Ya suprimieron esa revista…
Sí… Lástima… [gestos de desilusión resignada]
La cosa es que yo siempre bailaba, dibujaba y todo, y en la escuela becaban niños. Yo tenía media beca —en todo esto de que mi papá estaba en la clandestinidad… pues, mis abuelos intentaban ayudar pero no había líneas para hacerlo—, y para Navidad, para los cumpleaños y eso, había que hacer tarjetas y esas cosas, entonces, desde siempre fue como «¡Que las haga Cecilia, que las haga Cecilia!», y me tocaba; me podía pasar horas, llegaba la hora de salida y yo seguía ahí, feliz.
¿Fuiste la más artista de tus hermanos?
Todos lo son, a su manera, pero yo soy la que más se ha dedicado a eso.
Igual, cómo te diré… Yo no soy una artista contemporánea. No tengo nada de actual. Soy una especie de infante permanente. No sé, cuando veo pinturas con técnicas muy locas, por ejemplo, como de luces digitales muy elaboradas, no sé nada, no entiendo nada.
¿Dices que el tuyo es un arte más intuitivo?
Pues, sí.
Digo, tu arte plástico…
Ah, ya… Sí, hay una diferenciación, por lo menos respecto a mi trabajo. Pues, si ves el arte visual de muchos artistas es megaconceptual. Y, en cambio, ves el teatro de muchos teatreros, y casi siempre es completamente didáctico, tiene poco de conceptual, es muy claro, específico…
Tu teatro sí es conceptual… Creo que se diferencia bastante de lo que hacen otros teatreros de Guate.

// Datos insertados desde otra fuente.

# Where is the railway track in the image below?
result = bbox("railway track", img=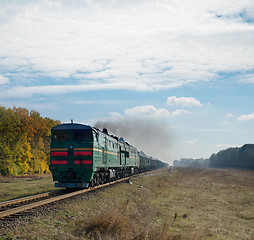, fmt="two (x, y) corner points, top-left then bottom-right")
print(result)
(0, 177), (129, 220)
(0, 169), (167, 221)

Sí. Para mí el teatro es conceptual. Pero no hay que generalizar, el teatro también está cambiando en el país; se están haciendo cosas nuevas.
¿Crees que hay una temática o un hilo conductor conceptual en tu obra?
En los primeros años de pintar, yo te diría que no. Veía los lienzos y todo era posible, salía lo que fuera. Mi primera exposición la hice cuando tenía 21 años, y me dijeron «güey, aquí parece que hubieran expuesto cinco personas diferentes», y entonces yo decía «ah, pues entonces soy una gran cabrona y una súper chida…», y me dijeron «no, todo lo contrario…».
Ja, ja, ja…
Mucho tiempo he peleado con los parámetros del arte visual…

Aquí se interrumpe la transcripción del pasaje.